As the Ohno matriarch shut the door and strove to comfort her son and extort the whole truth of the Umebayashi Saeko and Morimoto Kaoru dimension from him, the visibly shaken artist had just stumbled out the front of the theatre and hailed a taxi. Observing this scene with a tremendous feeling of satisfaction and achievement, Saeko rolled up the tinted window of her car and bade her driver take her home. It had been a very good and profitable evening for her, she mused, chuckling lowly to herself. She had frightened away the pigtailed artist without exchanging words.
“The kitten was so affrighted by the sight that she scampered off. That’ll keep her away and set her thinking on the fidelity of her fiancé. It’s only a matter of time now,” Saeko thought as the nightlights of the Tokyo cityscape whizzed past her windows. Just then, while she was on the cusp of formulating another move in her scheme, her mobile telephone rang. The strains of the Imperial March from Star Wars alerted her to the caller’s identity and she took the call without hesitation. “Shoot me with what you have,” she said into the receiver.
After listening for a brief period, nodding to herself as she digested that which was relayed to her, she hung up and opened her handbag for a sheaf of stapled papers.
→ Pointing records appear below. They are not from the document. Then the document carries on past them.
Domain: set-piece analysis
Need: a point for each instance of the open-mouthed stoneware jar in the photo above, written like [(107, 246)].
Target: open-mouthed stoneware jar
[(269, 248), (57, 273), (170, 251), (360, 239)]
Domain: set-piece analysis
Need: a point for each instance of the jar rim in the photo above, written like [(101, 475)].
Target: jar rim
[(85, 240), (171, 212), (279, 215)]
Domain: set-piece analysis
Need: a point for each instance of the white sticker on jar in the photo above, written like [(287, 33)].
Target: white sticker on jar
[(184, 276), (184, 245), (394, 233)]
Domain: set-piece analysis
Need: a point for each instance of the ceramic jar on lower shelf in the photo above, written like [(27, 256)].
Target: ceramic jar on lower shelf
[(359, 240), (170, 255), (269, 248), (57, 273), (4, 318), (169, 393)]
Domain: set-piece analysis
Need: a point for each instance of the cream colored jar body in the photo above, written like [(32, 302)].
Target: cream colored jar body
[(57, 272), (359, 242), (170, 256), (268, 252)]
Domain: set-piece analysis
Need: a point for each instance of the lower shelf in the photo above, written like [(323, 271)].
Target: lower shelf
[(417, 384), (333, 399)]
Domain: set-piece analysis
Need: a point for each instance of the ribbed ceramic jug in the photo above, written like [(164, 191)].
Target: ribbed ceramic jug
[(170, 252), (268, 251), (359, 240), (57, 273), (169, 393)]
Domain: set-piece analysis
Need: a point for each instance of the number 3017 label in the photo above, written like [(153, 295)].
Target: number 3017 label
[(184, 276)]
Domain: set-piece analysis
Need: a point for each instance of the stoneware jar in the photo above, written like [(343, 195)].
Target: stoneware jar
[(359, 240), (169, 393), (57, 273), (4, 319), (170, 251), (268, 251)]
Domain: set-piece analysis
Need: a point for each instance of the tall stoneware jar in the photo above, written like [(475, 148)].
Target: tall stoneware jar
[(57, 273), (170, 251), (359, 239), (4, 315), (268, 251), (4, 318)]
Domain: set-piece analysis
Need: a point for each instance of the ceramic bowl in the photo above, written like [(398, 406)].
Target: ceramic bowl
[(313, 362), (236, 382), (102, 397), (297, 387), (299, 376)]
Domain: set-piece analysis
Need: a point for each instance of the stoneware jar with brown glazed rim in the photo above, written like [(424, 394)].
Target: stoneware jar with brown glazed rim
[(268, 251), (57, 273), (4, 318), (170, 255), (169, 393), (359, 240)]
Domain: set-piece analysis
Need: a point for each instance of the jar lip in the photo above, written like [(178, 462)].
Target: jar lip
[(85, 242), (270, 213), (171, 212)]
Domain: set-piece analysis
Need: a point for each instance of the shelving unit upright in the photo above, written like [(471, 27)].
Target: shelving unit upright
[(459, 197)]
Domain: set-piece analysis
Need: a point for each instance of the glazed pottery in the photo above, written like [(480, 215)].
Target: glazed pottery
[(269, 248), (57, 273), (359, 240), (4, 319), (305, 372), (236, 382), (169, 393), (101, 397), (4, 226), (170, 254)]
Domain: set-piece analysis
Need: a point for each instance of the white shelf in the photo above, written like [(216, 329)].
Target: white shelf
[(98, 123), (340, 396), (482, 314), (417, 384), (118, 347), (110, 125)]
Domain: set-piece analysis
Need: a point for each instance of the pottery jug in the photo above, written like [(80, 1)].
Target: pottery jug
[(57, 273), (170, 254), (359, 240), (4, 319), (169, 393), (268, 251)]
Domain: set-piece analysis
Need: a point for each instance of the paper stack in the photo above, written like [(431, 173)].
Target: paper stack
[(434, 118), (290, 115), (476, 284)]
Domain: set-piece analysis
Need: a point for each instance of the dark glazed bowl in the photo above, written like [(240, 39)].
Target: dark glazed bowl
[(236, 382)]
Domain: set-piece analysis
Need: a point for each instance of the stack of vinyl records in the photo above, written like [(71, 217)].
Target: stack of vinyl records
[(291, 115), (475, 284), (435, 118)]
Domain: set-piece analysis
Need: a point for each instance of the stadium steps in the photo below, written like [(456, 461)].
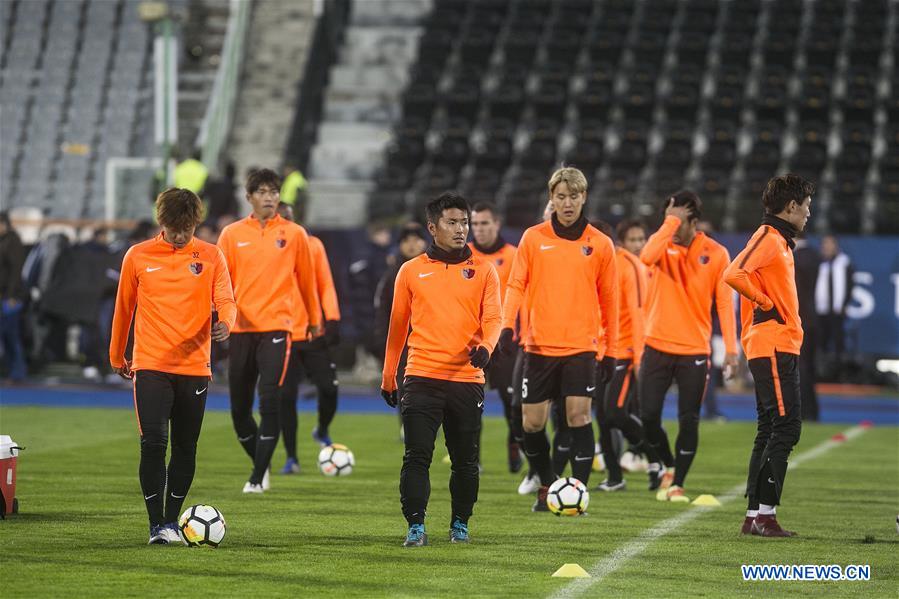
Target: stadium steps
[(203, 36), (271, 75), (361, 106)]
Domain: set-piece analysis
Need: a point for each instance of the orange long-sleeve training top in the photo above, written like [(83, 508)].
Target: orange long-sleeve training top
[(763, 275), (265, 263), (683, 282), (570, 289), (632, 285), (452, 308), (324, 290), (174, 292)]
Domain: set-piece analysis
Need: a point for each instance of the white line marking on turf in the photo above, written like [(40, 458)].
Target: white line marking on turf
[(635, 547)]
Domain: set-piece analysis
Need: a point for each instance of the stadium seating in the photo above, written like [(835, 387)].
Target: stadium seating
[(648, 96)]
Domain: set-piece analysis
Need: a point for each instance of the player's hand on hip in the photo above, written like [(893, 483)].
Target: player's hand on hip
[(332, 333), (731, 362), (479, 356), (506, 343), (390, 397), (124, 371), (220, 331), (607, 369)]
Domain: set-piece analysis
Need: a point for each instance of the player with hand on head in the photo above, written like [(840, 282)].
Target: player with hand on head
[(489, 245), (267, 257), (168, 286), (686, 274), (312, 356), (763, 274), (451, 300), (564, 272)]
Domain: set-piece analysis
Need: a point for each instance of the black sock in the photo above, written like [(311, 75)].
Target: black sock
[(561, 450), (182, 466), (327, 407), (152, 478), (266, 441), (536, 448), (582, 445)]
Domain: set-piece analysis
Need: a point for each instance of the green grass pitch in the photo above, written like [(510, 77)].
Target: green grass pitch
[(83, 530)]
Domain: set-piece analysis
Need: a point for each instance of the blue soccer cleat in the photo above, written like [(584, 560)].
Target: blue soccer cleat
[(158, 535), (459, 532), (416, 537), (291, 466)]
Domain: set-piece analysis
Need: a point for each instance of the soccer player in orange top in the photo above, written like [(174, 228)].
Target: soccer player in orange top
[(312, 356), (772, 336), (173, 281), (267, 257), (565, 273), (451, 300), (685, 275), (489, 245), (613, 410)]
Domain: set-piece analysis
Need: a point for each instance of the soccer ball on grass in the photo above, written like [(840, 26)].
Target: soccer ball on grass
[(568, 497), (201, 526), (336, 460)]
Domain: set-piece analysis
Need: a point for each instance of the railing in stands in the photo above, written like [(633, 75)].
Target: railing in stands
[(220, 111), (329, 29)]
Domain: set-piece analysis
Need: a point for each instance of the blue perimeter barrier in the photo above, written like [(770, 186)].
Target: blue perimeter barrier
[(880, 410)]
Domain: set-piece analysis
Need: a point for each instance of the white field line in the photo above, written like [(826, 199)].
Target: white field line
[(618, 558)]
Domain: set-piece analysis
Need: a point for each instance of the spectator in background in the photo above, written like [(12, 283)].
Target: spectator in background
[(94, 341), (12, 297), (366, 269), (221, 195), (293, 189), (191, 173), (807, 261), (833, 291)]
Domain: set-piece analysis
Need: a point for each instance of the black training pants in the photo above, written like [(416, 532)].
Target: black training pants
[(779, 426), (162, 400), (426, 405)]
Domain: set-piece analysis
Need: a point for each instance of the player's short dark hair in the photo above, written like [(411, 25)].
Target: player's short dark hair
[(604, 227), (626, 225), (686, 198), (486, 207), (178, 209), (262, 176), (784, 189), (445, 201)]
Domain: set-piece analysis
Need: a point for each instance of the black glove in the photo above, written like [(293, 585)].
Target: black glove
[(390, 397), (759, 316), (506, 343), (607, 369), (332, 333), (479, 356)]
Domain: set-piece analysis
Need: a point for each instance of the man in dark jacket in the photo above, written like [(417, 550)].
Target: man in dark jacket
[(12, 296), (807, 261)]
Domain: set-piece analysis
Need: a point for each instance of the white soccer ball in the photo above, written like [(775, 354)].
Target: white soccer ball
[(336, 460), (568, 497), (201, 526)]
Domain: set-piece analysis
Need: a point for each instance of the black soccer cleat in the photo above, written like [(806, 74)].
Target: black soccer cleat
[(540, 504)]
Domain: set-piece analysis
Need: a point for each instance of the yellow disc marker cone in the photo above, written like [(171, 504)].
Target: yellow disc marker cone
[(707, 500), (571, 571)]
On finding it, she flipped through the collated sheets until she came to the one she needed. Inputting the number into her mobile, she gave her hair a generous toss and waited for the called party to answer.
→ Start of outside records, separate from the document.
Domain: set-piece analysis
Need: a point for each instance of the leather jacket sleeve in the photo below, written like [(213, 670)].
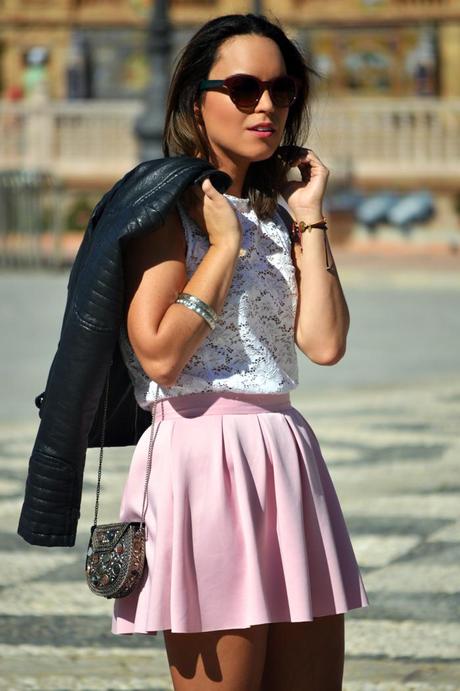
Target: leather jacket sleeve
[(70, 406)]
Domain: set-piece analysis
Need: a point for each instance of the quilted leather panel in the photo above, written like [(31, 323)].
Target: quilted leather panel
[(71, 405)]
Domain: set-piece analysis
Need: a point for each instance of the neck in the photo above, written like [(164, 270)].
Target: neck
[(237, 170)]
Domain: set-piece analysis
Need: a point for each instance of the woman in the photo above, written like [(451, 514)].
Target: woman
[(249, 563)]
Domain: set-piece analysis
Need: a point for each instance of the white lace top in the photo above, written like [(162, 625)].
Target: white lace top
[(252, 348)]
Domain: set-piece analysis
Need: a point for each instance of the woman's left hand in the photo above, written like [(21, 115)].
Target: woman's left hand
[(306, 196)]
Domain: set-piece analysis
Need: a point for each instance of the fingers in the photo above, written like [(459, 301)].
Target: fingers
[(209, 189)]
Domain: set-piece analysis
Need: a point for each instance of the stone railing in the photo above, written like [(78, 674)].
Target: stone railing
[(372, 140)]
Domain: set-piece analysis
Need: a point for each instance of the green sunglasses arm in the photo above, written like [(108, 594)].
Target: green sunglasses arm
[(209, 83)]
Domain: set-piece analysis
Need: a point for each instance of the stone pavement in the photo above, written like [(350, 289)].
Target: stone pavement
[(387, 418), (393, 455)]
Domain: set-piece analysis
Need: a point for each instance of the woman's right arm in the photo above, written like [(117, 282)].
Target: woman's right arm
[(164, 334)]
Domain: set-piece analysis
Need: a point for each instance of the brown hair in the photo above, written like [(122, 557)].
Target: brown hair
[(182, 135)]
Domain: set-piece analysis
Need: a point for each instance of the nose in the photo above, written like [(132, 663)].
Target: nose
[(265, 102)]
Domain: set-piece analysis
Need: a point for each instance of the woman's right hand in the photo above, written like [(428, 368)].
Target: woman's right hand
[(214, 214)]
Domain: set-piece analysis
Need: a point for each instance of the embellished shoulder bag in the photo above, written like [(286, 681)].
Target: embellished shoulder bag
[(115, 558)]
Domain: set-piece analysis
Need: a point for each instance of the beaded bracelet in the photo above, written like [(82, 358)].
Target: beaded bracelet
[(299, 227), (200, 307)]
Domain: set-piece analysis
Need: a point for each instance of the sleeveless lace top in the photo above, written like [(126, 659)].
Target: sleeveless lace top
[(252, 348)]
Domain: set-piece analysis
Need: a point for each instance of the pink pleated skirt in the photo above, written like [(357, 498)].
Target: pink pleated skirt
[(244, 524)]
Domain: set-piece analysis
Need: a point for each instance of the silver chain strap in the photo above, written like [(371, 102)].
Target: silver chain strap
[(149, 462)]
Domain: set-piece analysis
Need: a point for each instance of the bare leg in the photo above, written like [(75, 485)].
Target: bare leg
[(305, 656), (227, 660)]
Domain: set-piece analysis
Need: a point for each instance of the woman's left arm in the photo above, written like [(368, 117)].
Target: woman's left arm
[(322, 319)]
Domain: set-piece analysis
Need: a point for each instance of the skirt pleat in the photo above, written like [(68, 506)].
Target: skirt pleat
[(244, 523)]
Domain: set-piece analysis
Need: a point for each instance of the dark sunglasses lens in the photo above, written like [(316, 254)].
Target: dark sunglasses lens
[(283, 91), (244, 90)]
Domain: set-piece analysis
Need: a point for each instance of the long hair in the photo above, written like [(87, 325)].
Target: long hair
[(182, 136)]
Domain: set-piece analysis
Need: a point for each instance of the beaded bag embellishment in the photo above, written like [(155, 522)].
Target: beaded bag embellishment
[(115, 558)]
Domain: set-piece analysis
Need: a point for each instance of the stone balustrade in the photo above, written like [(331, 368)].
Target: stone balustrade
[(402, 141)]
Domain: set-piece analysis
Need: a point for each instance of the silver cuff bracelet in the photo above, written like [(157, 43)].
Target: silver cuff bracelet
[(200, 307)]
No sooner had the female voice on the end utter a ‘moshi moshi’ than Saeko curled her lips into the plastic smile favoured by socialites everywhere and interrupted with a curt, “Nakahara Chiaki-san, this is Umebayashi Saeko. I have some news that might be of interest to you.”
NOTES
The middlegame in chess refers to the portion of the game that happens immediately after the opening and blends somewhat with the endgame where (sometimes) queens are traded. During this time, players will attempt to strengthen their positions while weakening their opponent's, both by careful arrangement of the pieces for prepared attacks and defenses and by whittling away at their opponent's numbers. The middlegame usually involves a good deal of trading; studying how to trade successfully is important.
In chess, a skewer (or thrust) is an attack upon two pieces in a line. In a skewer, the more valuable piece is in front of the piece of lesser or equal value. The opponent is compelled to move the more valuable piece to avoid its capture, thereby exposing the less valuable piece which can then be captured. The long-range pieces of queen, rook/castle and bishop can skewer. Because the skewer is a direct attack upon the more valuable piece, it is generally a powerful and effective tactic. The victim of a skewer often cannot avoid losing material (though it may be possible if, for example, the more valuable piece can give check, thereby forcing the skewering side to move out of check instead of being able to capture the lesser piece, or if it is possible to move a less valuable piece in the way); the only question is which material will be lost. The skewer does not occur very often in game play as it is difficult to execute. However, when it does occur, however, it is often decisive.